Priced at £1.85 for 220g (84p per 100g), this offering was awarded four stars. It's an apple-forward chutney with a rich, orange-brown colour, balanced by warm spices like cinnamon and ginger. Sweetened with sultanas and treacle, it has a smooth yet rough fruit purée texture. The reviewer found it delicious with roast pork, ham, and strong cheese, declaring it well-balanced, versatile, and offering very good value.

Best Bargain: Mrs HS Balls Original Recipe Chutney

This South African chutney, made from peaches and apricots, offers excellent value at roughly half the price of most competitors. Costing £2.35 for 470g (50p per 100g), it is sweet and tangy with subtle spicing and a mild chilli kick. It's saucy with soft fruit chunks and pairs well with cold meats, cheese, or curry. A note of caution: it contains artificial colouring E150d, which the Yuka app flags as a potential concern. It received three stars.

The Honourable Mentions

The tasting panel also highlighted several other exceptional chutneys that deserve a place on your festive table.

Tracklements Apple & Cider Brandy Chutney was the only product to receive a perfect five-star rating. It smells homemade and boasts a sweet, tart, fruity flavour from Bramley apples, muscovado sugar, sultanas, and onions. It's gently spiced and has a rich, boozy depth from cider brandy. It's very thick with whole sultanas and is perfect with roast pork, ham, cheddar, or paté. It's described as simple, well-crafted, and excellent.

Morrisons The Best Beer-Braised Chutney (£1.50 for 200g) earned four stars for being sweet, rich, and very tangy. It has a distinct flavour from Black Sheep ale and is excellent with a ploughman's lunch, pork pie, or cheese.

Asda Extra Special Caramelised Onion Chutney (£2.42 for 320g) was praised for its wonderfully complex layers of flavour, lifted by white-wine and balsamic vinegars.

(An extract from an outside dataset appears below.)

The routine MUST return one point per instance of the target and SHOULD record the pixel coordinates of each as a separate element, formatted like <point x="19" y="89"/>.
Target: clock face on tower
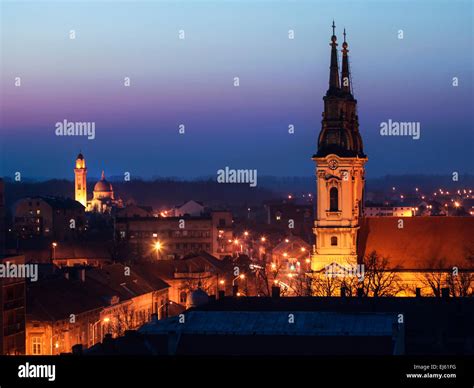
<point x="333" y="164"/>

It's extra thick and saucy, making it good with burgers, hotdogs, or baked camembert.

Other high-scoring contenders included Waitrose Rhubarb, Apple & Ginger Chutney (great with festive poultry), Co-op Irresistible Caramelised Red Onion Chutney (perfect for cheese toasties), Tiptree Hot Gooseberry Chutney (fizzes on the tongue with a spicy aftertaste), and The Bay Tree Cheeseboard Chutney (a complex, high-fruit-content option).

Sainsbury’s Taste the Difference Apple & Pear Chutney rounded out the list with three stars. While it was well-spiced and decent value, the reviewer felt the fruit was a bit undercooked or 'al dente', preferring a more cooked-through texture.